Over the past year I've noticed a rise in the number of secrecy clauses in legislation: specific clauses requiring that certain information be kept confidential, effectively forbidding its release under the OIA. The most shocking bit is that these are usually applied to information collected from other government agencies, and driven by public sector dysfunction and internal distrust, but a desire to protect "commercially sensitive" information (which is already protected by the OIA) is also a driver. I've investigated these clauses usig the OIA, and submitted on a few bills to argue against them. And in some cases, the message seems to be getting through.

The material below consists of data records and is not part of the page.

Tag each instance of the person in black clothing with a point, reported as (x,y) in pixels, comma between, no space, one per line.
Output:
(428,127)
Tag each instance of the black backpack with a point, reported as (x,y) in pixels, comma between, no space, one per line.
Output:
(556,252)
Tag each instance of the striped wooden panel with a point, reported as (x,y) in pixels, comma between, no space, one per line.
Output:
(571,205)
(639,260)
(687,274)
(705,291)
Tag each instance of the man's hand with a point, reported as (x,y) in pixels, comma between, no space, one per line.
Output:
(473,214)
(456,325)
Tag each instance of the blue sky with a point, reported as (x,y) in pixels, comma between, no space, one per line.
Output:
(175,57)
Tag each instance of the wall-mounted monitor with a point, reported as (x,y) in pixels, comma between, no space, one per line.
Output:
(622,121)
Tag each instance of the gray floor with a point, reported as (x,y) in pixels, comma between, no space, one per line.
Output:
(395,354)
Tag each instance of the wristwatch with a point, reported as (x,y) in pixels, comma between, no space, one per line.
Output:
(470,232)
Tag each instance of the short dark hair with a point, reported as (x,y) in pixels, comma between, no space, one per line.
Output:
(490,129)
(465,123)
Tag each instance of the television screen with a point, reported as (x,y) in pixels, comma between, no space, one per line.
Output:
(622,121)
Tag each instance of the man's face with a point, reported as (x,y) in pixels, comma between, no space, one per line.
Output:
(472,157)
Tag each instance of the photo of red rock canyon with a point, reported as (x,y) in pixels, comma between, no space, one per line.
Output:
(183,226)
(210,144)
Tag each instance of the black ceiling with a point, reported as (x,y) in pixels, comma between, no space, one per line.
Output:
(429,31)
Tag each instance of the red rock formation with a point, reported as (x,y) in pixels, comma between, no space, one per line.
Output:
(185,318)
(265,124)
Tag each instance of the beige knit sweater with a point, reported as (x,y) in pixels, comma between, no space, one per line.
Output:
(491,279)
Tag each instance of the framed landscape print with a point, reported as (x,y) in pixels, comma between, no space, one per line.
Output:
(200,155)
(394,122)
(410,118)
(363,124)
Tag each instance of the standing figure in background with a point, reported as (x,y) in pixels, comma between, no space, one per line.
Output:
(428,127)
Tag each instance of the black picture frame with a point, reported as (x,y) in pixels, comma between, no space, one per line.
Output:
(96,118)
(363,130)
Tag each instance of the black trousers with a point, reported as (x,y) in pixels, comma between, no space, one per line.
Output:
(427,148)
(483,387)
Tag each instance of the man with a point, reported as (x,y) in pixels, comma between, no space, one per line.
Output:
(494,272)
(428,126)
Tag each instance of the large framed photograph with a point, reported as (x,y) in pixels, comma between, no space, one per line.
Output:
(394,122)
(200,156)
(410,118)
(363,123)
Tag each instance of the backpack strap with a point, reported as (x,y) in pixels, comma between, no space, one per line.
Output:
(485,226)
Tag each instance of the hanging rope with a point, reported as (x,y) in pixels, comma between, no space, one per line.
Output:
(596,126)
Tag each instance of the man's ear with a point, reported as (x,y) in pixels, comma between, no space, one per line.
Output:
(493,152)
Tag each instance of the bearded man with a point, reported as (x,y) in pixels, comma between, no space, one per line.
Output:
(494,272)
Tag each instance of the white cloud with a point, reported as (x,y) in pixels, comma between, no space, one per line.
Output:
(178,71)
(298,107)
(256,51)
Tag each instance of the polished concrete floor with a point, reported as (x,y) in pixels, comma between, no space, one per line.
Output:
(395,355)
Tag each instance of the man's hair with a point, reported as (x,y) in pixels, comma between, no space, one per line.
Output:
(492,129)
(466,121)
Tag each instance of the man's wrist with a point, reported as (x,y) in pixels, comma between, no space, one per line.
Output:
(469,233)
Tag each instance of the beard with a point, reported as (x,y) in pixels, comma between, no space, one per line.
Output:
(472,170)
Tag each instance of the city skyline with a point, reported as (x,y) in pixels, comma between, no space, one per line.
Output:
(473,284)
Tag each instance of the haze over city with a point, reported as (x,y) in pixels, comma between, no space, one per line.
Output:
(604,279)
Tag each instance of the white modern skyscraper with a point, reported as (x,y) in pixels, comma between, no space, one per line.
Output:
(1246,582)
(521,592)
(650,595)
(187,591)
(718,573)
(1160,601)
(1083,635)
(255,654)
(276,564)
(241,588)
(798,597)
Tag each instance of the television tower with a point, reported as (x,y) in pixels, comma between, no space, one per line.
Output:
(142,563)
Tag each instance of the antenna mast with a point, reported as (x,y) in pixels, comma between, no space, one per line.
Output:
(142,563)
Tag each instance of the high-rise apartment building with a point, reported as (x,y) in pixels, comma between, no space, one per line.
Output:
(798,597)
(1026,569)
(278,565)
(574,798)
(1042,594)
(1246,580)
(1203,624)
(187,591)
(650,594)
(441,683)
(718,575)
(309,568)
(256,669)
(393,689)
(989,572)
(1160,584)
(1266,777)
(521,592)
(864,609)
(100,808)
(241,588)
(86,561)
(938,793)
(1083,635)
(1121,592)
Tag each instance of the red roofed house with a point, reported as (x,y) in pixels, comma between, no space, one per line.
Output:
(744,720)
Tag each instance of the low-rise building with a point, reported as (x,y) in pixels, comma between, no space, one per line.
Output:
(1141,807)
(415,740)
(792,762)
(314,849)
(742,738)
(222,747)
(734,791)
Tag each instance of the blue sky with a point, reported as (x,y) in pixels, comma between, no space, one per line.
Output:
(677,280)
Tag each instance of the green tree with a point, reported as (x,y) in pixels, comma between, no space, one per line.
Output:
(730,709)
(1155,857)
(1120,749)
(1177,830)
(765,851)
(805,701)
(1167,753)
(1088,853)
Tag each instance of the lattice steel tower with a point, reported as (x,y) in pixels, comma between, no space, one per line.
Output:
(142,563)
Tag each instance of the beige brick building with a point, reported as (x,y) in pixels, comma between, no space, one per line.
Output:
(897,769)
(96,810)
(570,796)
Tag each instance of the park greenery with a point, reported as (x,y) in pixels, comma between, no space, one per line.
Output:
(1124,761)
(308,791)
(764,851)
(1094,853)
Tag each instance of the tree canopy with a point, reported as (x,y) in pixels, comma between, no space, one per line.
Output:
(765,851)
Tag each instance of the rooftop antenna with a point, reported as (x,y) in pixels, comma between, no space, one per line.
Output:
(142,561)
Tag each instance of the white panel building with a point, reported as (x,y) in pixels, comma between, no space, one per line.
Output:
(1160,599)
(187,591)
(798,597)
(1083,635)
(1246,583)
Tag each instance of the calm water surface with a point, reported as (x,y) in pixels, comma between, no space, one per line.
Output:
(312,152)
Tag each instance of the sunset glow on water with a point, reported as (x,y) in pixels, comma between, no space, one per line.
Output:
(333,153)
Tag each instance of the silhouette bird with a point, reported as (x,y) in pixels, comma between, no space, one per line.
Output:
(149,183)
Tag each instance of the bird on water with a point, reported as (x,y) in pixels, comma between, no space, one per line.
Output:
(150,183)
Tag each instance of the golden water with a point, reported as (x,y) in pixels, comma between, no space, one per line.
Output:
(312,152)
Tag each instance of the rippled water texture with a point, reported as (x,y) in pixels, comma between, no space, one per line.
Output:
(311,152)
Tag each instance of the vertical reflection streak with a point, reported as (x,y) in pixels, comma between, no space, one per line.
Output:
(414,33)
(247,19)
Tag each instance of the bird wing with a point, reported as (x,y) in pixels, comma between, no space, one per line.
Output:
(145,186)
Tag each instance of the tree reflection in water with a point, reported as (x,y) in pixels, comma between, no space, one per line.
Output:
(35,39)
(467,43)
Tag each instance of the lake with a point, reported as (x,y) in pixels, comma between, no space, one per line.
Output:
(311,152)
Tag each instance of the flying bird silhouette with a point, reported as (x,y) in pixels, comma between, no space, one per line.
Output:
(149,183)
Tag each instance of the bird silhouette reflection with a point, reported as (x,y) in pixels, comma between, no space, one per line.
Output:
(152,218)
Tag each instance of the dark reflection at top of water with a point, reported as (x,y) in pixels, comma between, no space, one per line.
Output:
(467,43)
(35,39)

The first case is the Mental Health and Wellbeing Commission Bill, which is currently waiting for its third reading. As drafted, this had a secrecy clause with the usual ambigious "required by law" language. Past Ombudsman's rulings have suggested that this might not be enough to allow disclosure, as the generalised duty of confidentiality would prevail. The good news is that the Ministry of Health didn't intend the section to override the OIA, and the Ombudsman suggested phrasing which explicitly recognises the right of access under the OIA (so, its basicly a "don't randomly share this stuff" clause). Hopefully this will become the standard in future.

The second is the new Forests (Regulation of Log Traders and Forestry Advisers) Amendment Bill, which is currently waiting for its second reading. In this case, the new Forestry Authority would have statutory information-gathering powers, which led to concerns from some submitters about commercially sensitive information. But rather than impose a secrecy clause, the committee instead included a clause saying the OIA applied as usual:

See section 9 of the Official Information Act 1982 for reasons for the Forestry Authority to withhold any official information it holds (including where making the information available would disclose a trade secret or be likely unreasonably to prejudice a person’s commercial position).

Looking at the summary of submissions, the driver here was MPI recognising that commercially sensitive information is already protected by the OIA. Unfortunately, other agencies seem to lack this basic understanding of the law. But when they suggest a traditional secrecy clause in future, we will now have a good example to point to.